PHILLIPE BAS, LE ROI DU STRIDE





Je tiens à rendre hommage ici à Philippe Bas, disparu à l’âge de 58 ans, depuis des années que je ne compte plus.
Philippe Bas, pianiste et compositeur de Jazz classique, n’avait pas volé son surnom : « Le Roi du Stride ». Véritable virtuose, notre « Roi du Stride » était pratiquement autodidacte. Avec pour tout bagage trois ou quatre ans de piano classique dans son enfance, Philippe Bas, très jeune, s’est tourné vers le Jazz, apprenant seul à en jouer au piano, en écoutant les grands pianistes de ce style de musique (si riche et malheureusement boudée par les médias).
Complètement atypique, Philippe Bas pouvait jouer en concert sur un piano à queue comme sur les trottoirs parisiens sur son petit piano de saltimbanque (qu’il trimbalait partout avec lui dans sa vieille estafette).
Ainsi concertiste et saltimbanque, Philippe Bas, l’original, fut sans doute le seul pianiste à avoir vendu ses CD à la Fnac et dans la rue !
Philippe préférait le trottoir aux boîtes de Jazz et aux salles de concerts. (Il fallait le voir sortir en un tournemain son piano de son estafette à l’aide d’un support à roulettes de sa fabrication.) Dans la rue, il était libre, disait-il, libre d’aller jouer quand il le voulait, d’interpréter les morceaux de son choix, et de regarder les filles qui passaient tout en jouant...

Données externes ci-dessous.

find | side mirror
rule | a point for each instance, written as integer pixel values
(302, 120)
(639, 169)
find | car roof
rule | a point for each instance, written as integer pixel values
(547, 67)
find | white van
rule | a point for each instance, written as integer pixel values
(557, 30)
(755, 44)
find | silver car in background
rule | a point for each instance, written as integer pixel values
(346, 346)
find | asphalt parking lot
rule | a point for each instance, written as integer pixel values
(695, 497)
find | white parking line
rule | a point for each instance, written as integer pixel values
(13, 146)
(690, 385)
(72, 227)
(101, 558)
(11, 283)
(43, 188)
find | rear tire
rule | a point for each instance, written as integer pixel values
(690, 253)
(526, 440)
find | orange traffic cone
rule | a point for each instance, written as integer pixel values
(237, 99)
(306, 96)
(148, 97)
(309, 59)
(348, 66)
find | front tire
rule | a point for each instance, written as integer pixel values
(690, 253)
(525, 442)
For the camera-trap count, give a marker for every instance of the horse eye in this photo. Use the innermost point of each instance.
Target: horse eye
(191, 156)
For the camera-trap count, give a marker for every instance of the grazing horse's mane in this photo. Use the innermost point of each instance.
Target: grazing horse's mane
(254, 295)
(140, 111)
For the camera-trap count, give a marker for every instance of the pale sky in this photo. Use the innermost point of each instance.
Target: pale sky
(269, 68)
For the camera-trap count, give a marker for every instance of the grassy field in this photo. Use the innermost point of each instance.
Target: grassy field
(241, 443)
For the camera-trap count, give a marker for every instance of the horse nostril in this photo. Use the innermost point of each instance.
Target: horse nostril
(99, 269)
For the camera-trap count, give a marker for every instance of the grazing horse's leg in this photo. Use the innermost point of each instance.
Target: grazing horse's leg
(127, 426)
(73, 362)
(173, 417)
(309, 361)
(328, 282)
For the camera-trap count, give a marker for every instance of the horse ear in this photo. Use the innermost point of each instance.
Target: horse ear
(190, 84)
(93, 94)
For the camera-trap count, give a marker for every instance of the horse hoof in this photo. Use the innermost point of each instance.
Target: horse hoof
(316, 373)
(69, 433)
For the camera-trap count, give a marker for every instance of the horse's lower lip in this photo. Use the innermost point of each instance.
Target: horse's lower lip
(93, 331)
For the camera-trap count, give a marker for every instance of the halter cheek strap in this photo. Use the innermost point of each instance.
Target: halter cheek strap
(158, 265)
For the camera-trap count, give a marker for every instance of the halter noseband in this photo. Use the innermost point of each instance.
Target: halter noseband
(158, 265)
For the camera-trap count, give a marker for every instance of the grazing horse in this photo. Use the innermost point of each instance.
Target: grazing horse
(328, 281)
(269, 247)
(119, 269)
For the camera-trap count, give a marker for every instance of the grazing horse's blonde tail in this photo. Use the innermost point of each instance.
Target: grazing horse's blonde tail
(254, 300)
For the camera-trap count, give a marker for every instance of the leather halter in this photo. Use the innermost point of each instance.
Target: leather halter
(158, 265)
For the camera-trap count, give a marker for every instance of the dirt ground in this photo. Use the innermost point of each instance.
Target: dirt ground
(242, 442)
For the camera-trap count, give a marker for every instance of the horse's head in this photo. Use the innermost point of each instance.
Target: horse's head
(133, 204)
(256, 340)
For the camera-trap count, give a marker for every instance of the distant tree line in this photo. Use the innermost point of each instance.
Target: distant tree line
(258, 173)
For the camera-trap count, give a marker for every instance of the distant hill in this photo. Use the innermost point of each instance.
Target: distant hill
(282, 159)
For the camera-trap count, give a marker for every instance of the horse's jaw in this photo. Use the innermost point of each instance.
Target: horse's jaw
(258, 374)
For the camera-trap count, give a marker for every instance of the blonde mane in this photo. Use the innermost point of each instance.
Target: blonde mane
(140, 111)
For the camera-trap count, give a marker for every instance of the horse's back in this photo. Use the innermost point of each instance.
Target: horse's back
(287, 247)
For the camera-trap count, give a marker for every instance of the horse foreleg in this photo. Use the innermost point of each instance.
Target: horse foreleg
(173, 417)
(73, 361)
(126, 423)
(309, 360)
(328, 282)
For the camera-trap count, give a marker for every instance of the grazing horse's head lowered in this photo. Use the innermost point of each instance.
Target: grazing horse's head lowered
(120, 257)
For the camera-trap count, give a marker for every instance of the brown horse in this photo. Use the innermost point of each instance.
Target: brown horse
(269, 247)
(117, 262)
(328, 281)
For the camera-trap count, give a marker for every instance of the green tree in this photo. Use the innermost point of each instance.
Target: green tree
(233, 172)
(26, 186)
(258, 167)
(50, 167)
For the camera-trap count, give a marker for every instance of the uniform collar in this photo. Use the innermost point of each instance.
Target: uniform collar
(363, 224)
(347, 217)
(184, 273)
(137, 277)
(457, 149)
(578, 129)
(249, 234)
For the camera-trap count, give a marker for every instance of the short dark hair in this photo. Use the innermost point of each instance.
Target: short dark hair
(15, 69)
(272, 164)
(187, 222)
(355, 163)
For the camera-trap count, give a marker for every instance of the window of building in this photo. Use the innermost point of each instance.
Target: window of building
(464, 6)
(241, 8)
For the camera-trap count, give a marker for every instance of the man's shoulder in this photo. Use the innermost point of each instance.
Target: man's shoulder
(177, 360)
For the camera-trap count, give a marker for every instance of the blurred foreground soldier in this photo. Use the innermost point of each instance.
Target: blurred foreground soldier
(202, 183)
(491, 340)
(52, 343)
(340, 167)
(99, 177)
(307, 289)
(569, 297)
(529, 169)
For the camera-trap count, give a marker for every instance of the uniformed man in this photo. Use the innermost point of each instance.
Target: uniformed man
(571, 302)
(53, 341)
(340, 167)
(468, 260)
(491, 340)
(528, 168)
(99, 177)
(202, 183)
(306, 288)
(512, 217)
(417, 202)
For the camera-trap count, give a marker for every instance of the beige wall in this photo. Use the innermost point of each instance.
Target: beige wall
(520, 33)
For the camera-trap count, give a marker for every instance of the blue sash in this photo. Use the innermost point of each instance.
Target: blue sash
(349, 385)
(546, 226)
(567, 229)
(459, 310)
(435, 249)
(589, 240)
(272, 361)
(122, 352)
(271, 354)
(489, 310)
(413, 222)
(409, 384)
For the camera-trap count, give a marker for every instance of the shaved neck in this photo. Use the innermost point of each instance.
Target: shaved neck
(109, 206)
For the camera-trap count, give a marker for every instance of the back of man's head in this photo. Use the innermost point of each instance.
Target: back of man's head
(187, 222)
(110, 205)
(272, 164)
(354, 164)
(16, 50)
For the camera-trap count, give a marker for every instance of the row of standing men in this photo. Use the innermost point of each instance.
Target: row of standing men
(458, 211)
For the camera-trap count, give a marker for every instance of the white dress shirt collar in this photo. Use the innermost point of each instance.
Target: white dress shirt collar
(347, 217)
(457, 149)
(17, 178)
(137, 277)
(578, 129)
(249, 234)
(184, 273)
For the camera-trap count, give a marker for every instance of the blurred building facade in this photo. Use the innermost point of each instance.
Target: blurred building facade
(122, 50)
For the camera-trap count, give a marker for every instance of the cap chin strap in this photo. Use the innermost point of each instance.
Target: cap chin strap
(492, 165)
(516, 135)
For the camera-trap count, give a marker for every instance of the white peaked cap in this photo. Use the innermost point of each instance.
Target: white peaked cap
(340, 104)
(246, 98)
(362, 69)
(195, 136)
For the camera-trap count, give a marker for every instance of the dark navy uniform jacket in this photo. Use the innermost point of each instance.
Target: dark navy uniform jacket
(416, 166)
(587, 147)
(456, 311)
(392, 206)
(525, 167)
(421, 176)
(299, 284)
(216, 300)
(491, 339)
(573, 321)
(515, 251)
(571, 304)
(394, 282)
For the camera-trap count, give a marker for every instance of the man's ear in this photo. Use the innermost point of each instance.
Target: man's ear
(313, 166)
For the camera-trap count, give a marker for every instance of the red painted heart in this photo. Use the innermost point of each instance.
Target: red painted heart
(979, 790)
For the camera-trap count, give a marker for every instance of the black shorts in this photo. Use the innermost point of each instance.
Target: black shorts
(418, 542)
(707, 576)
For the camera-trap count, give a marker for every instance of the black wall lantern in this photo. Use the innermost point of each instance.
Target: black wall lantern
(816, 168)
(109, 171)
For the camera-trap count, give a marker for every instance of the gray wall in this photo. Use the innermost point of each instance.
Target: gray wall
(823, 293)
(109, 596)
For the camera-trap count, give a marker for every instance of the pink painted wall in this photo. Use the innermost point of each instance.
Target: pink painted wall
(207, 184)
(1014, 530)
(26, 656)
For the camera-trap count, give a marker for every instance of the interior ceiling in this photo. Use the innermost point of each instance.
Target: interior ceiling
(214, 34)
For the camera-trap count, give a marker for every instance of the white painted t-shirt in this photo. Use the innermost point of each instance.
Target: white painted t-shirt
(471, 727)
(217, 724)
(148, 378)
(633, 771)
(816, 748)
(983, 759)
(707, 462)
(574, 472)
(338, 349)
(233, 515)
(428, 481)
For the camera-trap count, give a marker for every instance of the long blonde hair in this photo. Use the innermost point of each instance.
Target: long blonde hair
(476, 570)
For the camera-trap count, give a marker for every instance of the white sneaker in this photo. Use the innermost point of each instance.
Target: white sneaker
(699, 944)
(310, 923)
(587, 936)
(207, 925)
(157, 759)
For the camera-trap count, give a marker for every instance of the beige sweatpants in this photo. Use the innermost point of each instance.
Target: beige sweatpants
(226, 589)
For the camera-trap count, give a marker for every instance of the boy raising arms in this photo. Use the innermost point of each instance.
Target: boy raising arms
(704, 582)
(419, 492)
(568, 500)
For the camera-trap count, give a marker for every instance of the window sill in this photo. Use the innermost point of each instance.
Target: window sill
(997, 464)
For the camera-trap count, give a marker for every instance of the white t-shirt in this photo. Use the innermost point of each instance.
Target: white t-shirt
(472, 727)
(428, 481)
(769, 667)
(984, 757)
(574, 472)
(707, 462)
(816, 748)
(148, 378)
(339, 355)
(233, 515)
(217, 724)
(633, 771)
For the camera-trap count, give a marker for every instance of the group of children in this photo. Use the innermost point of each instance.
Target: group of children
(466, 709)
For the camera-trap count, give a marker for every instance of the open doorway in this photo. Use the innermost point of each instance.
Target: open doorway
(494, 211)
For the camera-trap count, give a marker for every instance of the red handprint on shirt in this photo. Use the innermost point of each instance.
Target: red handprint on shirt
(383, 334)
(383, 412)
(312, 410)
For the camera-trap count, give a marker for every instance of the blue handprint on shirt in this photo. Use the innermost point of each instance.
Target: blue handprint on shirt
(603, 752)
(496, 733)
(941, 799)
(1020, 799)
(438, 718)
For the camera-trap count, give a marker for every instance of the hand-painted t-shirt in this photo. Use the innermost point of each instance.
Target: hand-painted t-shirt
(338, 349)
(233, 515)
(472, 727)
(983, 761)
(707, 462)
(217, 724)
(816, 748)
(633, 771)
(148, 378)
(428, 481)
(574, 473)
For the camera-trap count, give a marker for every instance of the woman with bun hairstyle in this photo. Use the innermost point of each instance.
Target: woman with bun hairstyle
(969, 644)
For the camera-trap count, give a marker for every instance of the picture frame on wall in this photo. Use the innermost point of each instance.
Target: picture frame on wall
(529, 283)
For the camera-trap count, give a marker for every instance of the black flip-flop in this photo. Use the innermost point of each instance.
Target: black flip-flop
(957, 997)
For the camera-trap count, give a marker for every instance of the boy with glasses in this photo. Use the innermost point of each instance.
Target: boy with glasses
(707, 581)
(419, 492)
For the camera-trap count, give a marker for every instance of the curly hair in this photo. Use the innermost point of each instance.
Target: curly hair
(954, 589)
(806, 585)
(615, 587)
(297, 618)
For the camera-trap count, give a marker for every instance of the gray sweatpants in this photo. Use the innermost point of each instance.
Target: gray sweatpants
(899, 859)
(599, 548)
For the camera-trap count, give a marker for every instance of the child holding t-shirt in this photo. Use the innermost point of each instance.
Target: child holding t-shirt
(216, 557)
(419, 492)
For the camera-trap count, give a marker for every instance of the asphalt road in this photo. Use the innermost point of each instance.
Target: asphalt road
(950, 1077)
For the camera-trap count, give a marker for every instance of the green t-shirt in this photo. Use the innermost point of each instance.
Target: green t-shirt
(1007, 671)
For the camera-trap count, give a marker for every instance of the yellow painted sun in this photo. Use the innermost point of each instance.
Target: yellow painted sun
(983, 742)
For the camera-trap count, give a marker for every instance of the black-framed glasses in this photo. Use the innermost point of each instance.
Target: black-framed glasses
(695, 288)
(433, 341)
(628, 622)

Il aimait le contact avec les passants qui s’arrêtaient pour l’écouter, et venaient lui parler après, achetant souvent un CD, ce qui ne gâchait rien. En concert, il n’y avait pas cette proximité avec le public, et, pire que tout : il fallait être à l’heure ! Les musiciens qui jouaient avec lui racontent tous qu’ils se demandaient jusqu’au dernier moment s’il allait arriver à temps, et Philippe apparaissait enfin, tout juste pour l’entrée en scène.
Partout où il allait jouer, Philippe avait autour de lui une cour de jeunes musiciennes qui lui demandaient des conseils et l’appelaient « Tonton ». Philippe en aurait bien croqué une mais il se contentait de bon cœur d’être leur « Tonton » et dispensait volontiers les conseils attendus, dont le
premier était : boire toujours un verre de rouge avant de commencer un concert !
Le « Roi du Stride », très connu dans le petit monde du Jazz classique et ignoré encore une fois par les médias, ne cherchait pas la célébrité, sachant évidemment que cette musique n’était plus « à la mode ». La mode, Philippe n’en avait que faire, et vivait pleinement heureux de sa passion.
Enfin, sa personnalité hors du commun, son esprit, sa joie de vivre inaltérable, sa profonde gentillesse – qui ne l’empêchait pas d’être caustique à bon escient –, et sa générosité presque excessive, ont marqué tous ceux qui ont eu la grande chance de le connaître.